A silicate-selective polymer-supported reagent has been developed that utilizes the reactivity of silicate to generate polyanionic Keggin structures. Heptamolybdate and heptatungstate anions are immobilized onto trimethylammonium ligands bound to microporous poly(vinylbenzyl chloride) beads. The heptamolybdate complexes >90% of the silicate from a 20 ppm solution at pH 7; the heptatungstate has a lower affinity, complexing 40% of the silicate. Complexation by the heptamolybdate remains high throughout the pH range 3.8-10.7. Sorption is unaffected by the presence of chloride, sulfate, and nitrate ions. The apparent rate of reaction is maximized by immobilizing the ligand on an expanded gel support: whereas the microporous polymer requires 24 h to complex all of the silicate from a 100 ppm solution, the expanded gel attains that level in 4 h.

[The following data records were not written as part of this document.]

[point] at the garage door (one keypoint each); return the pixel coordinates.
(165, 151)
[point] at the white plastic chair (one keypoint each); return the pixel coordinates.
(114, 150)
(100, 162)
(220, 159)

The rate-limiting step is thus identified as accessibility of the silicate to the heptamolybdate rather than the rate of reaction to form the silicomolybdate. FTIR spectra confirm silicomolybdate formation: The heptamolybdate polymer has four characteristic bands at 715, 845, 912 and 945 cm−1 and these bands get weaker as silicate reacts with the heptamolybdate; at complete reaction, the band at 845 cm−1 disappears. The spectrum of the silica-saturated polymer has strong bands at 900-904 cm−1 and 790-800 cm−1, consistent with the spectrum of tert-butylammonium silicododecamolybdate.